By Elizabeth Willoughby on
Famous for trying to get Americans and Brits off processed foods and into eating healthy, celebrity chef Jamie Oliver has written a new cook book that highlights a brighter side of the state of American cuisine.
In an interview with CBC.ca radio, Oliver talks about some of what’s wrong in America, and some of what’s right – in Jamie’s America. Here are a few excerpts:
Oliver: Mechanically reclaimed meat. Do you know what that represents? Once they’ve taken the breast off and the legs off, what are they left with? The carcass. [Puts chicken carcass in blender.]
Kids: Ewwwww!
Oliver: [Adds chicken skin to blender.] “That is how that part is made.”
Kids: Ewwwww!
Oliver: I personally believe that is fake food. Anyone want a piece?
Kids: Noooo!
“There’s nothing wrong with pizza, burgers, nuggets. They can be wonderful foods. It’s just that very often these days the processed, convenience versions actually don’t have that much meat in; they’re sort of thinned out with all sorts of things from mechanically reclaimed meat, extra skin and fat, and then 40, 50 different types of additives and flavourings and kind of stabilizers.

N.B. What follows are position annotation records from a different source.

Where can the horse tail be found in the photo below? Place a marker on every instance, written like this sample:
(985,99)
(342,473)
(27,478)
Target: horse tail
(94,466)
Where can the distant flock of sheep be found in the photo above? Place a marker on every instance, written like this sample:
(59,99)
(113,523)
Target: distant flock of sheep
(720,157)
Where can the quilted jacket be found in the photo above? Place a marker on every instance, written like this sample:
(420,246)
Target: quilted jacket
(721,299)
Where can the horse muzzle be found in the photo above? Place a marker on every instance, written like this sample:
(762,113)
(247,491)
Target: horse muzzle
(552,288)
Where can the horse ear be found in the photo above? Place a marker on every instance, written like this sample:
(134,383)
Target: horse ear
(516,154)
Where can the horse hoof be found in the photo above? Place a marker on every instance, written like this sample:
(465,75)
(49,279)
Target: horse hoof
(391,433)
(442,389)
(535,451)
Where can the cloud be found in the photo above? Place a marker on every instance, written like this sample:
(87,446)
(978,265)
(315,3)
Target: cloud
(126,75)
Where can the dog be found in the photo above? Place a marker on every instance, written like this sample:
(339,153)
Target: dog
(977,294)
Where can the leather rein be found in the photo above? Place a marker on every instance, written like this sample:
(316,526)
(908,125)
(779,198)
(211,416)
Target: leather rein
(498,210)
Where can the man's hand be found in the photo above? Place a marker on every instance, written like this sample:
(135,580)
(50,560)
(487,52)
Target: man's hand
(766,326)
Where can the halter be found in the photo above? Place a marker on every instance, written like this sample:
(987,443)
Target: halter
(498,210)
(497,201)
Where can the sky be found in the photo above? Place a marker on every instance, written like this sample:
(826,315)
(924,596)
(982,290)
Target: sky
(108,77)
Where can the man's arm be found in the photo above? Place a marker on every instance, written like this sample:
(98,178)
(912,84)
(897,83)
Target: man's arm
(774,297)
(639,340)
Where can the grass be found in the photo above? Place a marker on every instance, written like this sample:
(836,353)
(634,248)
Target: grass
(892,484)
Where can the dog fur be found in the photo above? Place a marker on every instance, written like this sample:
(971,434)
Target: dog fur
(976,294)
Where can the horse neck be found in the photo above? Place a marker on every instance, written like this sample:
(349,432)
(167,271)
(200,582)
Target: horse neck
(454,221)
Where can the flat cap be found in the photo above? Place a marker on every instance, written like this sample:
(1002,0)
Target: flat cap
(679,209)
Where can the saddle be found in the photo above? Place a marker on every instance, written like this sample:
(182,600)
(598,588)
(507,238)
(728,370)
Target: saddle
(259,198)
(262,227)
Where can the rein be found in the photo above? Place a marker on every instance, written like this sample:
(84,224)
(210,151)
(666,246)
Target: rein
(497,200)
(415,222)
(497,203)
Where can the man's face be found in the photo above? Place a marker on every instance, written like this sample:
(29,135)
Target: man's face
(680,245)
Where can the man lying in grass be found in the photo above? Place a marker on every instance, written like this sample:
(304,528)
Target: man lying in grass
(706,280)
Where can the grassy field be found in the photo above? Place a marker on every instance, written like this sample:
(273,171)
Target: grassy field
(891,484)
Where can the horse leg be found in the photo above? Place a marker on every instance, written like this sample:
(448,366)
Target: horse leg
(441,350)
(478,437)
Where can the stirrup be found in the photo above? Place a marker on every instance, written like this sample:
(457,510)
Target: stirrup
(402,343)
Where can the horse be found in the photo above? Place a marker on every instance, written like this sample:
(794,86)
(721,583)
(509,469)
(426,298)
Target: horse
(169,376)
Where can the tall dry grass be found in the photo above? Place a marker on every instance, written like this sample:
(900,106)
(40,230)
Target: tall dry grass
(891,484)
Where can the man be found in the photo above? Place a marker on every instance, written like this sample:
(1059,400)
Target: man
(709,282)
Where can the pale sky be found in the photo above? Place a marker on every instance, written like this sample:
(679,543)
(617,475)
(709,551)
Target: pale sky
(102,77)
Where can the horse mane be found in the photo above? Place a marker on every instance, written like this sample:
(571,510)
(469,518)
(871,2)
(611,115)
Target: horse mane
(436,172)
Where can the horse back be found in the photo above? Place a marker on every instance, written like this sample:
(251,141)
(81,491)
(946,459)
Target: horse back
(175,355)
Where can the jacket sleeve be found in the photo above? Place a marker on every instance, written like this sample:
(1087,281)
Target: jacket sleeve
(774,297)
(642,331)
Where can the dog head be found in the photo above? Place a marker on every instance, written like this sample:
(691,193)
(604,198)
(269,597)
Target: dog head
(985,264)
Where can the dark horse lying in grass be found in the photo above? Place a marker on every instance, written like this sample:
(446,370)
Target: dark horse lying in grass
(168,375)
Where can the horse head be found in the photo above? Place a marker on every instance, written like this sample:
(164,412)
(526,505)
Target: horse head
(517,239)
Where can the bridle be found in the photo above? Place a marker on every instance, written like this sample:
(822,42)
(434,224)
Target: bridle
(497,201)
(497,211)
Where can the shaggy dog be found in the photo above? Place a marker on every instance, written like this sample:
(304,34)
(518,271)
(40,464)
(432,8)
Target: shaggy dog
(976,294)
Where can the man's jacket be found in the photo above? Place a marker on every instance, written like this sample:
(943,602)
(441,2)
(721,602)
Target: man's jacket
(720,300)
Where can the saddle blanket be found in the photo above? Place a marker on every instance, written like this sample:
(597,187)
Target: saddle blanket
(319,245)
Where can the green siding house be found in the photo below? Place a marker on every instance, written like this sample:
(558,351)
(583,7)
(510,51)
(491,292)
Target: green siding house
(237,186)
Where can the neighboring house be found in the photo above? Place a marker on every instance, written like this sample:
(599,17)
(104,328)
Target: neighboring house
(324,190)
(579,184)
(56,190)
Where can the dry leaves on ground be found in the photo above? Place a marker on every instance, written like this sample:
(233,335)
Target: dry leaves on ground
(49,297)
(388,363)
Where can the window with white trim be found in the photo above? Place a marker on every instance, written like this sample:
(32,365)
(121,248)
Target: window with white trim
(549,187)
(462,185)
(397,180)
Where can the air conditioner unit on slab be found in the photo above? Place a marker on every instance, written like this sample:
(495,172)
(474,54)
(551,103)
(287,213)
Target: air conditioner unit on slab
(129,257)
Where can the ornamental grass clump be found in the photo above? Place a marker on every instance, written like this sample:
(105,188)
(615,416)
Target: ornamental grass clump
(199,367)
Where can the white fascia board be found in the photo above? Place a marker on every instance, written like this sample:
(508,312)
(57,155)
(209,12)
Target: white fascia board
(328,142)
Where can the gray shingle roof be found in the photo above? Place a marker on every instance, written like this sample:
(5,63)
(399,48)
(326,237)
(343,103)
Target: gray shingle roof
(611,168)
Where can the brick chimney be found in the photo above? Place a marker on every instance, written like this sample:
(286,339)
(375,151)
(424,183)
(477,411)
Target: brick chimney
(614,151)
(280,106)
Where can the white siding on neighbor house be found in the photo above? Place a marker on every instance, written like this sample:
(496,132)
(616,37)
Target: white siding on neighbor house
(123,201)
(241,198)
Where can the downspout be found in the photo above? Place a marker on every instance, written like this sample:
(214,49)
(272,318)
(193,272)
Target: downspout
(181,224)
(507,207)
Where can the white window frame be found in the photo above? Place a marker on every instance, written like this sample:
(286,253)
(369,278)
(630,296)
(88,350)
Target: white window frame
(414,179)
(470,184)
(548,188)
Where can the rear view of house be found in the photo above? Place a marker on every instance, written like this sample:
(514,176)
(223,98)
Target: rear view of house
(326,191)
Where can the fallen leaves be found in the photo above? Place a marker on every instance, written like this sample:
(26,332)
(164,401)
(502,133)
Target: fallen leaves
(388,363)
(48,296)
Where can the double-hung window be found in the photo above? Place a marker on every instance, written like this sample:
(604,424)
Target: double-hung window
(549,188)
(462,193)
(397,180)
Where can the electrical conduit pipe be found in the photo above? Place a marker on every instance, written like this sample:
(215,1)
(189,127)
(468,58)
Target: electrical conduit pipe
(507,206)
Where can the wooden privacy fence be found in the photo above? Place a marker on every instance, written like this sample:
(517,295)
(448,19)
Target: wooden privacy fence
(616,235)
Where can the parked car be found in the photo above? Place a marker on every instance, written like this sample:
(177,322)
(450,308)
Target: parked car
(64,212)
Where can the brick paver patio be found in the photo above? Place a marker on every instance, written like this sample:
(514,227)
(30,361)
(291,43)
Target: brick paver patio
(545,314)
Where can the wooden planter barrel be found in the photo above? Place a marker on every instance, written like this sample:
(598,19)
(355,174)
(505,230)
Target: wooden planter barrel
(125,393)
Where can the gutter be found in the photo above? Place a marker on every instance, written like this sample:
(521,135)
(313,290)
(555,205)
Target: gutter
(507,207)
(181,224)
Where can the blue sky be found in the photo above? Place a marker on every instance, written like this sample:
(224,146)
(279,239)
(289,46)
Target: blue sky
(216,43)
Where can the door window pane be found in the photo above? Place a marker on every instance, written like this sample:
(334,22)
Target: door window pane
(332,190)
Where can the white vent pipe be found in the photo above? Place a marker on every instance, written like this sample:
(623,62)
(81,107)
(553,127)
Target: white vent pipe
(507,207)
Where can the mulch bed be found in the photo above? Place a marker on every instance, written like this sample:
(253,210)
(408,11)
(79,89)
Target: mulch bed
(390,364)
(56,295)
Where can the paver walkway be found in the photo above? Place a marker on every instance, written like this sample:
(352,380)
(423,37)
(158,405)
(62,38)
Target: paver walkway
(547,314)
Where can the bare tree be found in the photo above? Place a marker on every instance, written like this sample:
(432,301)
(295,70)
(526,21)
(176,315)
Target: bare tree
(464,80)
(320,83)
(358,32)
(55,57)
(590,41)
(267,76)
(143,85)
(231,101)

That’s the kind of stuff that winds me up.
“Even in schools in the States, the milk board somehow gets through the net and they advertise all their flavoured milks, so even the virginal milk now in the States has been adulterated with flavourings, colourings and 26 grams of sugar. [In the UK] we’ve never ever had milk laced with as much sugar as cans of soda, and they get two a day for 180 days of the year from the age of 4 to 18. And then they kind of wonder why they’ve got a problem with diabetes.
“[The Jamie’s America cook book] is more of a state of mind really, kind of getting off the beaten track and asking the right kind of questions to locals. From the Navahos of Arizona to, I was looking at Cajun food in Louisiana, New Orleans. It was just fantastic. We were in Georgia just after Obama got in. We were also doing soul food. Down to Savannah, which couldn’t be more kind of French-English stay. We were in east LA, Mexican gangs with some interesting projects inspiring ex-criminals. But really, ultimately, getting under the skin of real food. The States is a new country, which is a melting pot of different ages and of waves of immigrants. What that means is it’s very exciting.
“I was in Georgia cooking with a pit master, the most incredible kind of slow cooked, pit cooked pork, that they were serving out of the front of the humblest of restaurants. The love, care, the control of that fire and the smoke that was licking the pork, the crackle of the crackling, and the tenderness of the meat and the way they put the plate together, was just as artisan as anything I’ve seen in Europe. There is some real gold out there and you just need to know how to find it.”